For us, data driven means that progress in an activity is compelled by data, rather than by intuition or personal experience. Most of today’s condition monitoring measurements are executed manually on the shopfloor by engineers using portable devices – with functionalities to export both a snapshot of raw data and corresponding condition measures. But data streams beyond this measurement time window remain hidden and unknown. With big data technology in place, the real time and high-frequency nature of sensor and machine data can now be processed and analyzed in a very efficient way – 24/7 – fully automated – in real-time. Keeping in mind that fatigue-induced-cracking often happens without prior warnings, the benefit of a nonstop data driven acoustic emission monitoring is obvious. Changing states of machine conditions can be monitored in real-time, using anomaly detection - future machine failures can be forecasted with prediction models in place. Nowcasting, the ability to estimate metrics such as root cause analysis immediately, something which previously could only be done retrospectively, is ready to becoming more extensively used, adding significant power to prediction. A permanent frequency of data allows users to test theories in near real-time and to a level never before possible.

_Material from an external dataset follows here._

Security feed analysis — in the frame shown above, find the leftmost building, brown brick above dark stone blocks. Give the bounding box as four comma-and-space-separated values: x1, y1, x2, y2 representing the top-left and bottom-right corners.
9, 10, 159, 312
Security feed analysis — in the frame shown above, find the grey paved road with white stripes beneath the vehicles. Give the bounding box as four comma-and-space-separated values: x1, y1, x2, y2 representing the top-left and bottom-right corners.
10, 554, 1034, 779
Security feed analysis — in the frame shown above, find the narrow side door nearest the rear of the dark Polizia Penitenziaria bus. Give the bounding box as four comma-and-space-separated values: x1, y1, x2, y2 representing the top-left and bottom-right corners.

Sensor orchestration - a one stop shop for condition monitoring. DATATRONiQ utilizes bleeding edge big data technologies and machine learning algorithms and puts them to work for factories, solving perpetual challenges in efficiency and quality. It is provided with a unique plug & play connector we typically connect directly to the machine controller permitting access to all of the machine’s data. Additional vibration sensors can be easily fitted to the machines – even antiquated production machines can be part of the DATATRONiQ data universe within minutes by retrofitting with our vibration sensors. Our technology makes it possible to affordably collect and process huge volumes of data from hundreds of sensors and machine controls in a single production plant, analyze that data in real-time and detect problems before they actually happen. The combination of anomaly detection, root cause analysis and failure prediction creates actionable insights and provides a complete picture of all machine conditions and condition monitoring activities. Prebuilt condition monitoring metrics are unified in dashboard views, can be transferred to shopfloor (e.g. MES) or topfloor applications (e.g. ERP) or directly interfere with machine controller in real-time to shut down a machine in a critical state.

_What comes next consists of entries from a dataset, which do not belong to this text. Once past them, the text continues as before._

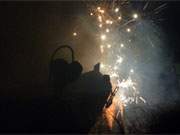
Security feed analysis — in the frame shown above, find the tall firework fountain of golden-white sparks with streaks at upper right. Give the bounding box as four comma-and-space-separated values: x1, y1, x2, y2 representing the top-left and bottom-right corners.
73, 1, 166, 106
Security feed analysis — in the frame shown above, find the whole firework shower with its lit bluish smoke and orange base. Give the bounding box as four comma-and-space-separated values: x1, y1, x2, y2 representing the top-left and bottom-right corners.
70, 0, 169, 132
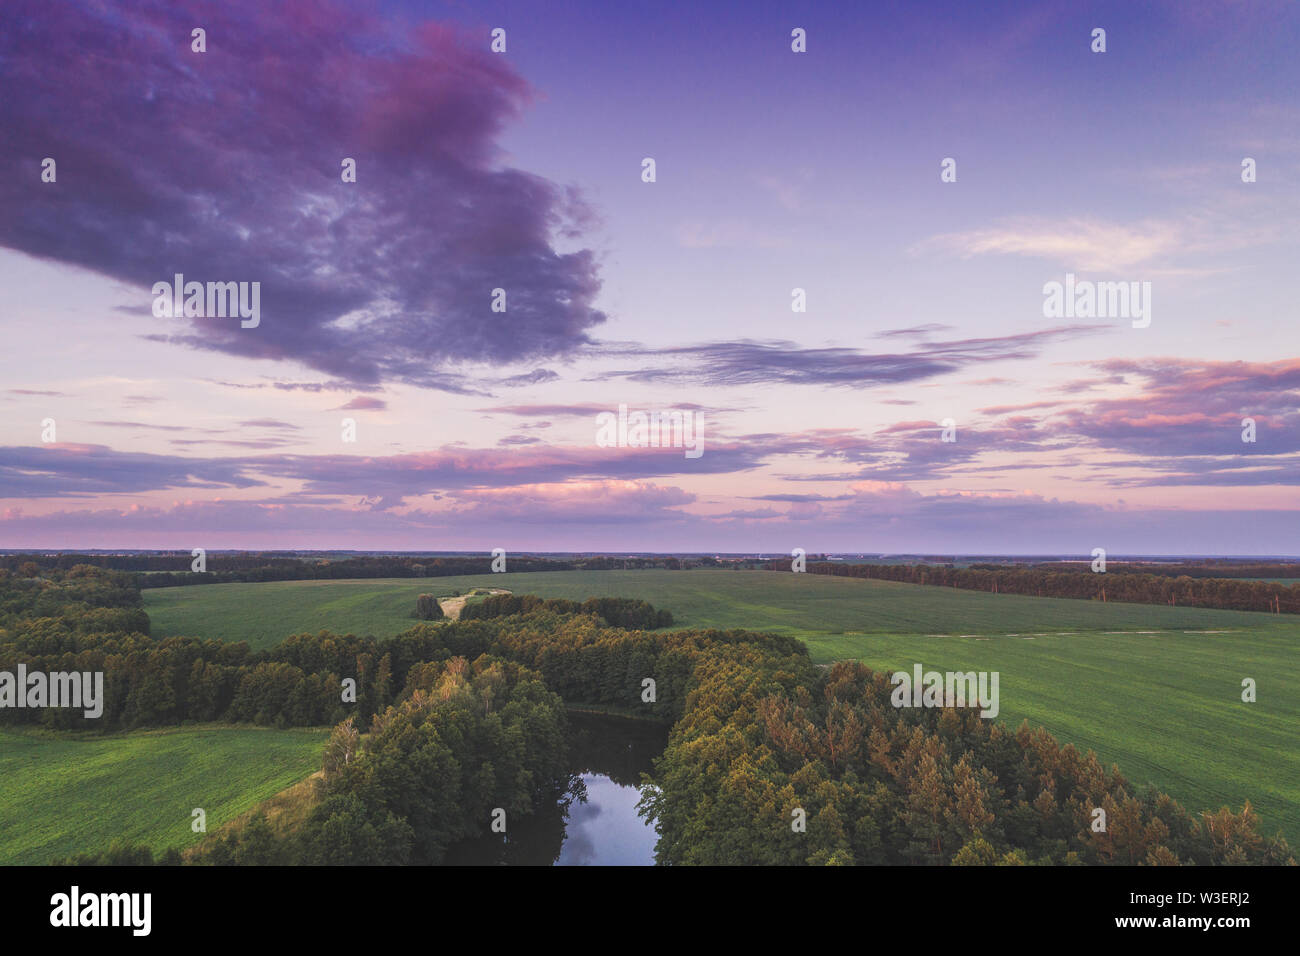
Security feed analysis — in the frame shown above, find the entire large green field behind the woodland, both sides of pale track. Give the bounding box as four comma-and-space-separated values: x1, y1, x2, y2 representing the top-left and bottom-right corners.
144, 570, 1300, 844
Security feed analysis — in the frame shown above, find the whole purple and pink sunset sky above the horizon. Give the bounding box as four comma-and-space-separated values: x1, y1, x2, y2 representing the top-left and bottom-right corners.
0, 0, 1300, 557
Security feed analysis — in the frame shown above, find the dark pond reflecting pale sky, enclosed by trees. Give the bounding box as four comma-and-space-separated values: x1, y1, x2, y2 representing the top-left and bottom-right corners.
446, 711, 668, 866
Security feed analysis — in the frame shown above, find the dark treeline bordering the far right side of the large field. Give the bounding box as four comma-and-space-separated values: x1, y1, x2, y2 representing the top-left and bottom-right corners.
766, 561, 1300, 614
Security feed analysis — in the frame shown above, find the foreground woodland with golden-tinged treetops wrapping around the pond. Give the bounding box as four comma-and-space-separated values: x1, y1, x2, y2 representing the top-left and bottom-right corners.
53, 590, 1294, 865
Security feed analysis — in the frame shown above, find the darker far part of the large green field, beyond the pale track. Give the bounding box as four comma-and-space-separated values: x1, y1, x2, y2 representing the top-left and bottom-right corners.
143, 568, 1300, 648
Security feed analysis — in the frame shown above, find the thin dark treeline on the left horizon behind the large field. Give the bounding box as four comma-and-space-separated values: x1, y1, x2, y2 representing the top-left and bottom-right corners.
0, 551, 702, 588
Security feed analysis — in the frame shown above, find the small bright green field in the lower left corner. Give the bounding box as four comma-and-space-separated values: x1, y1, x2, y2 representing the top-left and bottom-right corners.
0, 724, 329, 865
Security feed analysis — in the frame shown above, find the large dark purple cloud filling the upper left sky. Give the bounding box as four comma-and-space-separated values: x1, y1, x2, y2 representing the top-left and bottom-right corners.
0, 0, 605, 390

Quick wins and benefits of data-driven condition monitoring.

There are many reasons why manufacturers should establish a holistic maintenance program to monitor actual operating conditions of the plant equipment and systems to optimize the total plant operation. Benefits range from increase in machine productivity, extended intervals between overhauls, improved repair times, and increase in machine life up to improved product quality. Suffering from enormous efforts to manually gather, measure and analyze the relevant data to assess a machine’s condition in the past, big data technology now makes data streams accessible, processable and actionable in a very efficient way. With DATATRONiQ, organizations can significantly reduce their maintenance costs by applying data-driven maintenance strategies to innovate, compete, and capture value. Even small enterprises can now join the big data train – and listen to the heartbeat of their machines in a very affordable and proficient way.